An example of an oversight is using decimal values in the parameters to vFile packets where GDB uses hexadecimal values. Unfortunately, this issue is non-trivial to fix as changing the parameter encoding retroactively would break compatibility with prior versions of lldb-server. A proper fix would require being able to distinguish between old versions of lldb-server (prior to the change), new versions of lldb-server (with the change) and other implementations of gdbserver.
An example of deliberate simplification is register reading support. The traditional gdbserver sends the listing of registers along with their locations inside the register packets as an XML document. LLDB uses an incompatible description in JSON.
Besides the difference in container format, there are also differences in how the data is structured. In particular, the YMM registers overlap with the earlier XMM registers. GDB sends XMM registers and the higher halves of YMM registers, following the same concept as the s XSAVE instruction. LLDB sends both XMM and YMM registers as a whole, resulting in some redundancy.
Resolving these incompatibilities would require making major changes to the internal logic related to storing and processing register information, and most likely their interaction with process plugins. Right now, the abstraction used in LLDB largely assumes that the register packets will use the same or very similar layout as ptrace(2) calls, while GDB/gdbserver provides for arbitrary register layouts. This is why we have decided to address register packet compatibility separately from general tasks.
Our focus is specifically on making LLDB compatible with GDB. We do not believe that making GDB more compatible with the old LLDB protocol is a goal worth pursuing.
GDB and LLDB both support remote debugging via TCP/IP. However, GDB additionally supports using a variant of gdb-remote protocol over the serial port. This is useful for remote debugging of kernel problems without relying on the in-kernel TCP/IP stack.
libkvm provides a uniform interface for accessing kernel virtual memory images. libkvm is part of FreeBSD base system, and provides support for both the live kernel and kernel core dumps. In order to facilitate debugging the latter on non-FreeBSD platforms, libkvm needs to support these platforms. Our goal is to provide a libkvm-portable variant that integrates the original FreeBSD sources with a portable build system, following other *-portable packages (e.g. openssh-portable).

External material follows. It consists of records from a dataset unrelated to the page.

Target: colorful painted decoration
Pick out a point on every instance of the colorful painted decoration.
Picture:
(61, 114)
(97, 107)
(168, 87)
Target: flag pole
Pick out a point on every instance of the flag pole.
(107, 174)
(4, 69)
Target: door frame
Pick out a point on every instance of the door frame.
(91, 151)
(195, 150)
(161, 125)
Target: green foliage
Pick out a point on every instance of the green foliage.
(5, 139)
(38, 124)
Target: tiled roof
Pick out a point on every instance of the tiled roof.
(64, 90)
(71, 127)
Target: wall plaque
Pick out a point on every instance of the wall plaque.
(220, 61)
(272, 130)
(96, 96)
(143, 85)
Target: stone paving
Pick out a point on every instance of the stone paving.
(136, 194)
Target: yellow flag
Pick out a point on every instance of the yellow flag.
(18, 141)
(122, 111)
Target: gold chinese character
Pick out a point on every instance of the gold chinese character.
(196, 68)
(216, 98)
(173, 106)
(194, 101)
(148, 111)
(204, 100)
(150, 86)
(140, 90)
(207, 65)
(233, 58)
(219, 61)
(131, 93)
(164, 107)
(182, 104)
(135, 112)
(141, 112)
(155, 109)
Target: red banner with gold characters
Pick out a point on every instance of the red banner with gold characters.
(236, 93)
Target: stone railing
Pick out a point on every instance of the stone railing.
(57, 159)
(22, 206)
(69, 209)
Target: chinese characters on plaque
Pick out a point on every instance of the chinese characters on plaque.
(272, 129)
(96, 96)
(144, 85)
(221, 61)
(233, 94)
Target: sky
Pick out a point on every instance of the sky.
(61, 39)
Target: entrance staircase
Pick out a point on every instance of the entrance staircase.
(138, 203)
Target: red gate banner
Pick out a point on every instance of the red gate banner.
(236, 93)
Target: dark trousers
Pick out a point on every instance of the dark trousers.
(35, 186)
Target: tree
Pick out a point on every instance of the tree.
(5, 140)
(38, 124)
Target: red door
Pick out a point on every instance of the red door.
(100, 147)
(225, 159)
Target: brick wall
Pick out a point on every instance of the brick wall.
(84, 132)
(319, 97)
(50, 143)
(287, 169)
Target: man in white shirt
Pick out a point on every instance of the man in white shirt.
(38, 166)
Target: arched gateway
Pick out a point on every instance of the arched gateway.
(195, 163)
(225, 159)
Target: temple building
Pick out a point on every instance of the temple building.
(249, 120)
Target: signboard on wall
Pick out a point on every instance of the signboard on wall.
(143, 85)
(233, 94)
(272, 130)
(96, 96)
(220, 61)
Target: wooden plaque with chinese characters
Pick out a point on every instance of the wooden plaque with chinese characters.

libkvm-portable will open the way towards implementing support for working on FreeBSD kernel core dumps inside LLDB, on all platforms supported by LLDB including both different operating systems and different architectures. We will also use it to implement live kernel debugging on FreeBSD. We are going to start with the amd64 platform, and proceed with other platforms (e.g. arm64, i386) as time permits.
The project does not include work on the existing kgdb(1) tool. For the time being, it focuses on adding the functions necessary for kernel debugging to bare LLDB.
We expect that once our work is complete, the new features in LLDB will become part of the FreeBSD base system after the next update.
- Improvement of GDB protocol compatibility in LLDB, aiming at making it possible to use it with the original gdbserver, as well as third-party servers (e.g. in qemu).
- Support for remote debugging via serial port.
- libkvm-portable – version of libkvm suitable for being built on other operating systems.
- Support for debugging the kernel core files in LLDB, on amd64 + arm64 and other platforms as time permits.
- Support for debugging the running kernel in LLDB, on amd64 + arm64 and other platforms as time permits.
This work is sponsored by The FreeBSD Foundation.